Transformer-based Sequence Models

  • According to Reza Khorshidi Transformer-based neural sequence models, which have shown tremendous advances in natural language processing, have the best opportunity for success. If these models can be tweaked to accommodate the multimodal nature of data, he believes “it will have the ability to go beyond language, beyond health, beyond finance and pretty much cover every real-world data generating process,” he says, helping to transform business as we know it.
  • Example: Electronic health records are sequences of mixed-type data such as diagnoses, medications, measurements, interventions and more that happen in irregular intervals and are routinely collected by health systems.

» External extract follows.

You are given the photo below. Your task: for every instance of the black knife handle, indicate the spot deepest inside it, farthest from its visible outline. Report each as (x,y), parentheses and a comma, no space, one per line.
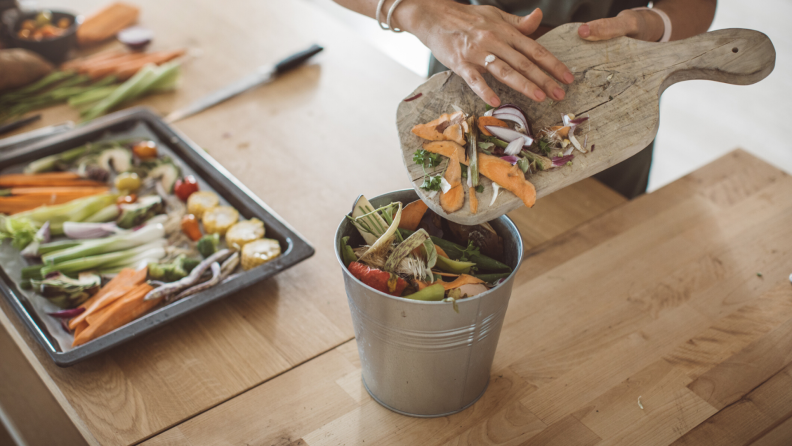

  • The breakthrough is tied to the ability to build complete electronic health records that include what health systems have been routinely collecting, as well as social, economic, environmental and lifestyle data that have been shown to be important (and predictive) for health outcomes. A sequence model’s ability to learn the key patterns and relationships/dependencies underlying such complex sequences will enable health systems’ ability to anticipate things before they happen, and intervene when needed. “This can enable better, cheaper, faster processes, and ultimately pave the way towards redesigning and re-imagining the system,” Khorshidi says. The same approach could also be applied to other sectors, such as finance and retail
  • Dealing with sequential data that is mixed-type multimodal and happens in irregular intervals gives machines the ability to deal with any sort of data
  • If not just medicine but other industry sectors want to move to a world of high dimensional data in which the data is inputted in a messy way, there are not many solutions out there,” says Khorshidi. “You need to settle on some sort of feature engineering or settle for models that can deal with data as they arrive sequentially. And that’s why I think transformer-based architectures have higher odds of success.”

“Automation is the lowest hanging fruit. We should use AI to reimagine the power of the existing base of employees and strengthen businesses by doing things differently.”